The percentage of new blogs led by women per month also grew over the months (RR = 1.46, 95% CI = [0.77, 3.02]). Thus, overall the trends indicate more robust participation by women. In sum, most blogs were 3 to 4 years old and posting about monthly, with increases in both new blogs and posts per month. However, the posting rate per blog decreased over time.
Individual researcher mentions: blogging about whom?
One controversy concerns the rate of posts that mention individual researchers. Of the 38 individual researchers nominated by judges as frequent targets of critical focus, 11% of the analyzed blogs mentioned at least one such researcher. Six blogs mentioned none of the nominated researchers, whereas one blog mentioned at least one such researcher in 34% of its posts. The percentage of posts mentioning judge-nominated researchers was higher than the proportion of comment sections that did. The most common nominated researcher mentioned differed between blogs, so we collapsed across blogs to look at individual mention patterns. This approach indicated that the most common nominated researcher (even when accounting for date of first mention) was Daryl Bem, who published an article on precognition (Bem, 2011) that garnered widespread attention (e.g., Engber, 2017). Bem was mentioned in 154 posts and 130 comment sections. Generally, looked at individually (rather than summing across all names), nominated researchers appeared in a median of 11 posts and 10.5 comment sections (for more details, see Tables S4 and S5 in the Supplemental Material).
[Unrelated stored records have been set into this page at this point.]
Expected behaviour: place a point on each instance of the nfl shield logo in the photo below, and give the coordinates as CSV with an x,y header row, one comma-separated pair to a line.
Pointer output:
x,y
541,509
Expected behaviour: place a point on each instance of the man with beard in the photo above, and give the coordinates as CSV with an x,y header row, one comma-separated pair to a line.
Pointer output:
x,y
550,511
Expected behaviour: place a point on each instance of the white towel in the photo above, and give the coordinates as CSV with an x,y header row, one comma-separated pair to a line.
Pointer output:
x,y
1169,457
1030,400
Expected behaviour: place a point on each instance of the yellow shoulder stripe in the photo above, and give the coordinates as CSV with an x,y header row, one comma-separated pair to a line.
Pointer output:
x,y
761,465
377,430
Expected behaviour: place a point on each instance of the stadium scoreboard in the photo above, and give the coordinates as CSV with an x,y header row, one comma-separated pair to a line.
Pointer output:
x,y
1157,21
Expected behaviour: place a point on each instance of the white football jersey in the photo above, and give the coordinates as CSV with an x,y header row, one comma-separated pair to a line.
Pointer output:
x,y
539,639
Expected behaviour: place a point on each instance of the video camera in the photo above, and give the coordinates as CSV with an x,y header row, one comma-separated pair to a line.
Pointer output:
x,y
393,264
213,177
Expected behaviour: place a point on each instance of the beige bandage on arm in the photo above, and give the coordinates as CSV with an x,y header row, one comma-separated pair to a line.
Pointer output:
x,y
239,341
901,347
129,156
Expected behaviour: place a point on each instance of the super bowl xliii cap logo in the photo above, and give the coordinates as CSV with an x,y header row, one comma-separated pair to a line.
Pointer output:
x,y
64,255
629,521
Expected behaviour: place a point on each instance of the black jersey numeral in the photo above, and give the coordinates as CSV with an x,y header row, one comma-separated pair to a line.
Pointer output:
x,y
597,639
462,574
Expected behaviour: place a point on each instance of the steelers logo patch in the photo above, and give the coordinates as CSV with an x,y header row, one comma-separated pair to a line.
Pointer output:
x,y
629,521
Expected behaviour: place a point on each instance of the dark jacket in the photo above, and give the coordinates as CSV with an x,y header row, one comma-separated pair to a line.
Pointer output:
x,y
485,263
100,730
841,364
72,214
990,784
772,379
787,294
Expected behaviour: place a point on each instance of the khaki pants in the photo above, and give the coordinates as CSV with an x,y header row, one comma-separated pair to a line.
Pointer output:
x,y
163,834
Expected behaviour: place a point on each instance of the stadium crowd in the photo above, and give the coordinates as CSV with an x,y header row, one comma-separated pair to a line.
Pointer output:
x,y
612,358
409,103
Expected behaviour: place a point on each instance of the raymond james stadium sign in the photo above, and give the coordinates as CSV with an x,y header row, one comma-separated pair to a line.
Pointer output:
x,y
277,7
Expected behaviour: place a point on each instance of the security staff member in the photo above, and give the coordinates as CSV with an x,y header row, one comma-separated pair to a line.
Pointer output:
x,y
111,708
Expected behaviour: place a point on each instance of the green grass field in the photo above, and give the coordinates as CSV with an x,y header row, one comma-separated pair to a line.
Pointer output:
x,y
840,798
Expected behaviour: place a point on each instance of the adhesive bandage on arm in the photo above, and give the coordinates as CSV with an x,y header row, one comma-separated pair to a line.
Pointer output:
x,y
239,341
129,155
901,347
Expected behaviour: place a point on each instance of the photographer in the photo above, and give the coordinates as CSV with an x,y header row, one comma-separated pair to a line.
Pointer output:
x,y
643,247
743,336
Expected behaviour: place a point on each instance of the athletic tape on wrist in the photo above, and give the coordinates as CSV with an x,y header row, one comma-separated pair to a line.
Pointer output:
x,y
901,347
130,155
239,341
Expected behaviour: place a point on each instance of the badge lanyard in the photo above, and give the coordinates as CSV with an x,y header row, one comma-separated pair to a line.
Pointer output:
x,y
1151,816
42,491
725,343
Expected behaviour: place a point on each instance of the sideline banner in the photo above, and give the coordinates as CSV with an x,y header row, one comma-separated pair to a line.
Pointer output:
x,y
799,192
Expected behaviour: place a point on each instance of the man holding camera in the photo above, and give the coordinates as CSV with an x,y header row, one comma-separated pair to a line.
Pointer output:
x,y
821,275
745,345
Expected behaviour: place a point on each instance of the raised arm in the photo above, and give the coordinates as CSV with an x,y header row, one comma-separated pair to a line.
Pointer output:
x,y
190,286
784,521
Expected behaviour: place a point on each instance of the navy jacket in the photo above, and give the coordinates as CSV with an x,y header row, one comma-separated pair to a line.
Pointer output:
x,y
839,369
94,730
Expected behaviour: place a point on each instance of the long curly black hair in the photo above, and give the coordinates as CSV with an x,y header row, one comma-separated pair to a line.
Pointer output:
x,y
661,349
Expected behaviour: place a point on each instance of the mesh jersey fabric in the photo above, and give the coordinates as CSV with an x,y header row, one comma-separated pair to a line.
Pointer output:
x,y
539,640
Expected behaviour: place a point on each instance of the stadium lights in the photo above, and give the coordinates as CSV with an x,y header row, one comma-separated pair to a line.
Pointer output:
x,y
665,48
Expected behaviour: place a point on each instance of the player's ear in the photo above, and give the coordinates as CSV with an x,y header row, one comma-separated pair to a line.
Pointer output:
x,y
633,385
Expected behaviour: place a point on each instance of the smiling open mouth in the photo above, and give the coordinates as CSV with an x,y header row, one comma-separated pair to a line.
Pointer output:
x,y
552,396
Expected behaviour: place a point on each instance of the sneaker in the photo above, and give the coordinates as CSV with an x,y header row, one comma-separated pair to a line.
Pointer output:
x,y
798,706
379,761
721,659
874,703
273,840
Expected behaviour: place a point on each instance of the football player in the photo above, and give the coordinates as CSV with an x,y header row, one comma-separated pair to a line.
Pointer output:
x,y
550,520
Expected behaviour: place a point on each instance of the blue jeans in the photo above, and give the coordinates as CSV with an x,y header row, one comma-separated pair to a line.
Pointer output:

Part of the controversy also touches on power dynamics: With bloggers being mostly male, are female researchers mentioned most? Female researchers (M = 3.00, SD = 3.38) and male researchers (M = 2.95, SD = 2.39) were mentioned by a similar number of judges on average. However, on average, nominated male researchers were mentioned in more than twice as many posts (M = 28.65, SD = 39.23, Mdn = 17) as female researchers (M = 10.61, SD = 11.16, Mdn = 5). For comments, the difference between male mentions (M = 24.7 posts, SD = 34.49, Mdn = 13 posts) and female mentions (M = 16.27 posts, SD = 19.33, Mdn = 10 posts) was notable but smaller.
The pattern appears stable over time. Male first mentions are on average 28.9 days more recent than female first mentions. As a rate, differences between male- and female-nominated researchers remain, with more mentions per week for men (M = 0.12, SD = 0.13, Mdn = .07) than women (M = 0.06, SD = 0.04, Mdn = .05).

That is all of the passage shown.